As in so many cases Rudolf might have a point here - strict botanically speaking, the striatums might just be sunk into synonymity with the typical form. 

But Kate, do not despair: we all know, what is meant by 'striatum'...and although it might be more precise to talk of a form (instead of a variety) as there are no other major morphological differences than the clearly delineated, middle striation of the dorsal and the petals to set it apart from the typical form, you might be home scot free by adding Hort. to the designation of your plant - meaning that its a hortonomical and not a botanical epithet:
Paph. concolor fma. striatum (Hort.).

'Keine Hexerei, nur Behändigheit' as they say South of the (danish) border!


----------



## GuRu (Jun 1, 2020)

Jens, thank you very much for your excellent assistance. I couldn't have explained it better.


----------



## Guldal (Jun 1, 2020)

GuRu said:


> I couldn't have explained it better.



Much obliged!


----------



## Kate Boyce-Miles (Jun 1, 2020)

SlipperKing said:


> Very nice to see. It's good to see this variety making a comeback. Just a few short years ago nobody had it or at least they weren't posting.


Thank you.


----------



## Kate Boyce-Miles (Jun 1, 2020)

Ozpaph said:


> very pretty


Thank you.


----------



## Kate Boyce-Miles (Jun 1, 2020)

GuRu said:


> Gorgeous flower, congrats. But......to pour some water into the wine Paph. concolor var. striatum isn't an officially described and accepted name. Have a look at http://www.theplantlist.org/tpl1.1/search?q=Paphiopedilum+concolor+var.+striatum


Thank you, and also thank you for the info and link.


----------



## Kate Boyce-Miles (Jun 1, 2020)

gego said:


> Very nice. Thanks for posting the plant. I have one but not so sure about the size of leaves.


Thank you.


----------



## KyushuCalanthe (Jun 1, 2020)

"a rose by any other name would smell as sweet"

Lovely flower, nice lighting on the photos too, especially the first.


----------



## Kate Boyce-Miles (Jun 1, 2020)

Guldal said:


> As in so many cases Rudolf might have a point here - strict botanically speaking, the striatums might just be sunk into synonymity with the typical form.
> 
> But Kate, do not despair: we all know, what is meant by 'striatum'...and although it might be more precise to talk of a form (instead of a variety) as there are no other major morphological differences than the clearly delineated, middle striation of the dorsal and the petals to set it apart from the typical form, you might be home scot free by adding Hort. to the designation of your plant - meaning that its a hortonomical and not a botanical epithet:
> Paph. concolor fma. striatum (Hort.).
> ...



Thank you for the correction, I will post as Paph. concolor fma. striatum (Hort.) in the future.


----------



## Kate Boyce-Miles (Jun 1, 2020)

KyushuCalanthe said:


> "a rose by any other name would smell as sweet"
> 
> Lovely flower, nice lighting on the photos too, especially the first.

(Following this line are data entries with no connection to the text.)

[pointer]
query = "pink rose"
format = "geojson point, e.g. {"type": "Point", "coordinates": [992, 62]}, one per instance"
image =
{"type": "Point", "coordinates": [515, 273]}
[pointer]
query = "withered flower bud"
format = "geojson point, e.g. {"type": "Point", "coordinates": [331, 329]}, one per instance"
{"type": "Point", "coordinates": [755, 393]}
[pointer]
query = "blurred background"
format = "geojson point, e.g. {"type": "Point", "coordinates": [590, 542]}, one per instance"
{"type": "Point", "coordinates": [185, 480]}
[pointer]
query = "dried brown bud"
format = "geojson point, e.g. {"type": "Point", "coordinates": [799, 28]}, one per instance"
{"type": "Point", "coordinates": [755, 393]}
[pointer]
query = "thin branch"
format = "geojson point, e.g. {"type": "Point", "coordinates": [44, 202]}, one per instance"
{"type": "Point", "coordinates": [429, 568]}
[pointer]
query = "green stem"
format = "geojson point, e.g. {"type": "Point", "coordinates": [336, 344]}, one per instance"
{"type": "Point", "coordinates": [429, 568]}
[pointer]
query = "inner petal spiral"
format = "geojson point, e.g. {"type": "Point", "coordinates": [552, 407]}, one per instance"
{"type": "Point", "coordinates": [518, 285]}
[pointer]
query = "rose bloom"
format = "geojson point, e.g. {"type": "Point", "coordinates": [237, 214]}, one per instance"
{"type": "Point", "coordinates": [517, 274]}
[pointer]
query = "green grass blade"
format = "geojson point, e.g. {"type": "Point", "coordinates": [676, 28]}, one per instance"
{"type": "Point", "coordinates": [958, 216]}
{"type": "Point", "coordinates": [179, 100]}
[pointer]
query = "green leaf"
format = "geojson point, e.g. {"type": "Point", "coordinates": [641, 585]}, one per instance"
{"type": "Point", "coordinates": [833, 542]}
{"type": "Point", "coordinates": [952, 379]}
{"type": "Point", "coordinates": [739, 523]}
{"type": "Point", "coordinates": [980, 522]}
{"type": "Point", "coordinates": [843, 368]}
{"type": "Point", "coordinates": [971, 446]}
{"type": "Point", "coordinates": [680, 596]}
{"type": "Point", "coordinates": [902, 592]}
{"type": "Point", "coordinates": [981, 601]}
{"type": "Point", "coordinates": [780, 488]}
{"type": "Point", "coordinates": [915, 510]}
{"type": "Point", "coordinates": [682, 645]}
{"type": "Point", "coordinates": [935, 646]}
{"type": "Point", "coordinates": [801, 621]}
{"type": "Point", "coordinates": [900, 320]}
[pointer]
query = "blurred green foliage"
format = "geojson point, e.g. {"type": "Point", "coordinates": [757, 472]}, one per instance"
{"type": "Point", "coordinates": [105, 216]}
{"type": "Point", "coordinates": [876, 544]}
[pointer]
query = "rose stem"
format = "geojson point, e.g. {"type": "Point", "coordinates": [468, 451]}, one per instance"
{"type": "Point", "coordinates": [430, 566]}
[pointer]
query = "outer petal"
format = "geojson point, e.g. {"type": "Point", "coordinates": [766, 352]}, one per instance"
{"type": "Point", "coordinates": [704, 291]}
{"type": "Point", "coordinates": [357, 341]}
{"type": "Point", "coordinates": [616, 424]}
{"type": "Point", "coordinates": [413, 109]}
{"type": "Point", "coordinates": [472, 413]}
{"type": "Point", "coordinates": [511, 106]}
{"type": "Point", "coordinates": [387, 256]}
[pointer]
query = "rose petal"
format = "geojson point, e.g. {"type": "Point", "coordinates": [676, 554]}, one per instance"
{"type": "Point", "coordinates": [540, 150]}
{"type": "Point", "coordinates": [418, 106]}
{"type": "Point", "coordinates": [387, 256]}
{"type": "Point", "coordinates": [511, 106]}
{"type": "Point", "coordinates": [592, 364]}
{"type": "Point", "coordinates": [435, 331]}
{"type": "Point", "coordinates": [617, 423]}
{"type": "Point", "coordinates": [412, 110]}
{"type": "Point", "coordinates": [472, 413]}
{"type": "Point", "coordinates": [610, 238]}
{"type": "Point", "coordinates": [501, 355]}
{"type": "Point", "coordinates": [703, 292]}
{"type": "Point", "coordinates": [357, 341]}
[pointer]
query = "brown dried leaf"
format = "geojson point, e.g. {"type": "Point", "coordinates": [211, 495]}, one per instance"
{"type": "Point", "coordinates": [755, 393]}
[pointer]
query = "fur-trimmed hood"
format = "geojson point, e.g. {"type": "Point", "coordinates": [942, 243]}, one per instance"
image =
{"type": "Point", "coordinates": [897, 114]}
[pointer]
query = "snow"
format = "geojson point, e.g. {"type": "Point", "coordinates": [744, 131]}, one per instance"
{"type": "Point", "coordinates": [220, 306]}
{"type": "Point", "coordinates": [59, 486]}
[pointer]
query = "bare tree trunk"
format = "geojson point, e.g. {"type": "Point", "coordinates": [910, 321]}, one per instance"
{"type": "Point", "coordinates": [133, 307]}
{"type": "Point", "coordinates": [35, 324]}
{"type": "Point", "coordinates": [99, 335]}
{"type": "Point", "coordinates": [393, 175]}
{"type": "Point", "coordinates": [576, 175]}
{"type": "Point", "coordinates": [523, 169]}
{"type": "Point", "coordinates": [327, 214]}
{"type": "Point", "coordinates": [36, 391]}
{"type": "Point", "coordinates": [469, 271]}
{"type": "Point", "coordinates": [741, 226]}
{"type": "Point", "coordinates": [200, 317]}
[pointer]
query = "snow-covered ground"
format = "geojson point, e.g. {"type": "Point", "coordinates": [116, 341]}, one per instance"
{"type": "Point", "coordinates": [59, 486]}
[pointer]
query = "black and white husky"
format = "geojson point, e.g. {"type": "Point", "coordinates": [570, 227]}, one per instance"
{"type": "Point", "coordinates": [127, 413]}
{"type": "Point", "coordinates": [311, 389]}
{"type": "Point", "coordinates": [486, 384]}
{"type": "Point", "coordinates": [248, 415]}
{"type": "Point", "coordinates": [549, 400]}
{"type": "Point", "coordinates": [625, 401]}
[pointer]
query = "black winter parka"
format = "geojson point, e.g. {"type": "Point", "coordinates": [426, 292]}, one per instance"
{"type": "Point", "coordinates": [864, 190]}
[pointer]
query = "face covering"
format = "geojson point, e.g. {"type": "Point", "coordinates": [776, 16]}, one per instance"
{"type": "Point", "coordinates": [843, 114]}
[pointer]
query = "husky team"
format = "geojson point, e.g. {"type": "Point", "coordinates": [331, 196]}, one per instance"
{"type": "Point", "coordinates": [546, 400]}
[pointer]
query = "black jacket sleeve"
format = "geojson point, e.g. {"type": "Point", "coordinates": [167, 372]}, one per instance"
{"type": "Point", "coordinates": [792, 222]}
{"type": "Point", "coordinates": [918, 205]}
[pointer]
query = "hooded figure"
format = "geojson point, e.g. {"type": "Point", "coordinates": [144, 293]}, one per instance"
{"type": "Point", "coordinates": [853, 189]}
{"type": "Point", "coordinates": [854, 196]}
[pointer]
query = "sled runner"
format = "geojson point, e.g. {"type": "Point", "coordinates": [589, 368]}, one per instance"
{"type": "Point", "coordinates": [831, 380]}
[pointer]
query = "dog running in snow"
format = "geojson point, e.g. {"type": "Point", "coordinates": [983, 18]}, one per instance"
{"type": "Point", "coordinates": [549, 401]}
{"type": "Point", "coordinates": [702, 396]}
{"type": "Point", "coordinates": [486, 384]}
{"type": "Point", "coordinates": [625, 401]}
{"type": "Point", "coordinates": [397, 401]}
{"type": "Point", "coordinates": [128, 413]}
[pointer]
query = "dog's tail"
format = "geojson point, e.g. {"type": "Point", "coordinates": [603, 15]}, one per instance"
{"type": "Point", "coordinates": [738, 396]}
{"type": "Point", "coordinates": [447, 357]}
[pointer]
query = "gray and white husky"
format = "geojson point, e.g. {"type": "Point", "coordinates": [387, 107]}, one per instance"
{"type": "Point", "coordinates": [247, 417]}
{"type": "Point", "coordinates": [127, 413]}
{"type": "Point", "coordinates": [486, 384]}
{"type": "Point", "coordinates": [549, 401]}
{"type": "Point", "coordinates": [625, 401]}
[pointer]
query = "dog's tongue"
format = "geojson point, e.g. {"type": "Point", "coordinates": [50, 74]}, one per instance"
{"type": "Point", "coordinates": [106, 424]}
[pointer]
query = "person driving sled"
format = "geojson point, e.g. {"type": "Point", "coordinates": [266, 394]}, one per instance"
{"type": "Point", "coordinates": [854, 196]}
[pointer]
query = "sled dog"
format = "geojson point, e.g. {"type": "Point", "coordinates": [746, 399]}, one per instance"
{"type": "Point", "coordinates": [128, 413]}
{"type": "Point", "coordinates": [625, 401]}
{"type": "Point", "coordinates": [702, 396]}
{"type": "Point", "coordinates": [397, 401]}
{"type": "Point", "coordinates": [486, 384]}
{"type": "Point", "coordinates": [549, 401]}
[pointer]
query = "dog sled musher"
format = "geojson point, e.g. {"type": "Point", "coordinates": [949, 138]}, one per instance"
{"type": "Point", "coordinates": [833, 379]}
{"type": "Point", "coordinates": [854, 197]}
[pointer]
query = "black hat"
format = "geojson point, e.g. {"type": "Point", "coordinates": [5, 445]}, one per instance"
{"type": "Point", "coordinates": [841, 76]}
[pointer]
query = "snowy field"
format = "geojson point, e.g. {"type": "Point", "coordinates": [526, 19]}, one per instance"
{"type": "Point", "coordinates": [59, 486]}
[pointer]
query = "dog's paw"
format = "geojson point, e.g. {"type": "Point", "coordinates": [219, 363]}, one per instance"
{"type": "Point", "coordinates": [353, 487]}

Thank you, I took the photos in the evening sunlight.


----------



## werner.freitag (Jun 1, 2020)

very nice flower , congratulation !

regarding the name : the subspecies and varieties make a lot of sense to us, because they are really different !


----------



## gego (Jun 2, 2020)

So what is the real name for this plant?
Thanks


----------



## GuRu (Jun 2, 2020)

gego said:


> So what is the real name for this plant? Thanks



In strictly botanical sense *Paphiopedilum concolor *. Otherwise like Jens (Guldal) explained in his post or if you like this better Paphiopedilum concolor (striatum type)


----------



## GuRu (Jun 2, 2020)

werner.freitag said:


> .......regarding the name : the subspecies and varieties make a lot of sense to us, because they are really different !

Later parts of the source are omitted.